For him, this is a corollary to the broader invisibility of Natives and their culture: “People don’t look at us, hardly ever. The most educated people don’t know almost anything about us.”

The Trail of Tears, the American government’s forced displacement of tens of thousands of Native Americans from their ancestral homelands in the Southeast, brought both sides of Long’s family to Oklahoma in the 19th century. His mother’s Choctaw family was poor, but his father’s, Muscogee Creek, ended up in an area where oil was discovered.

“He grew up in a nice house,” Long said. “He looked like a little rich kid. And I would not have ended up like I did if I did not have the benefit of ancestors in those generations with wealth. The oil eventually dried up, but the psychology, the sense of pride and success, was still there.”

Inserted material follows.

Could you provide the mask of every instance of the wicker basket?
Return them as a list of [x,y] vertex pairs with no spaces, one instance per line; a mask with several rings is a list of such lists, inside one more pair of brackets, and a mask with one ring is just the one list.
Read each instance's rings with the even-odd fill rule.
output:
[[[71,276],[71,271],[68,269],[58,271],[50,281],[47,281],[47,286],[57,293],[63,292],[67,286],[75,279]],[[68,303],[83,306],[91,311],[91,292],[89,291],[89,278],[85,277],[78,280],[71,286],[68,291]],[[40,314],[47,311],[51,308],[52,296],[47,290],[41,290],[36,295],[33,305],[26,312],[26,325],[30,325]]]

As a boy in small-town Holdenville, Okla., Long grew obsessed with his mother’s Beethoven records, and “consumed by” classical music in general. When his early experiments on a toy piano were advancing, his parents borrowed a real piano from family members, and he became the first student of a local teenager. She turned out to be a talented teacher; he was 5, and flourished.

Introverted, he had a private fantasy life full of synesthetic meldings of sound and image. He could play with toy cars for hours, imagining each as a different flutist with a sound influenced by the car’s shape and shininess. He would hold mock violin auditions in his mind, creating teams of fantasy players whose styles were determined by the visual qualities of their names.

“I lived in my head a lot,” he said. “My parents gave me freedom because I was just in my room quietly.”

It wasn’t the only way that Long was quietly different. “Growing up gay in Oklahoma, in the Bible Belt, in the ’80s during AIDS,” he said, “I felt great shame about myself. Both, in a way, for being Indian and for being gay.”

He was terrified of being associated with the out gays at Oklahoma City University when he was an undergraduate there. And his sense of guilt and unworthiness persisted through his time in the master’s program at the Eastman School of Music in Rochester, N.Y. — where he now teaches and directs the opera program — and a move to New York City in 1994.
“Despite everything that I had, and where I was and where I was working, I was kind of living the life of a reservation Indian,” he said. “I was getting wasted, like so much. I was living out a life of shame.”

Slowly, with age, he grew more focused and confident. He met his future husband, baritone and teacher Christopher Dylan Herbert, in 2003, and started to conduct. It wasn’t an easy fit at first.

“The biggest thing about conducting is, it’s psychology, group psychology,” he said. “And I didn’t have any of that. I didn’t want to be on a podium; I didn’t want to be a maestro.”

He also didn’t want to be typecast. Long had been mentored by Louis Ballard, the longtime dean of Native American composers, and participated in some of the rare programs that brought together the handful of Native artists working in the Western classical sphere. But he feared being seen as a diversity hire.

“I was always hesitant about using being Indian for my career,” he said. “I saw people doing that, and I was disgusted by it. Then I got invited to do ‘Missing’ in Canada.”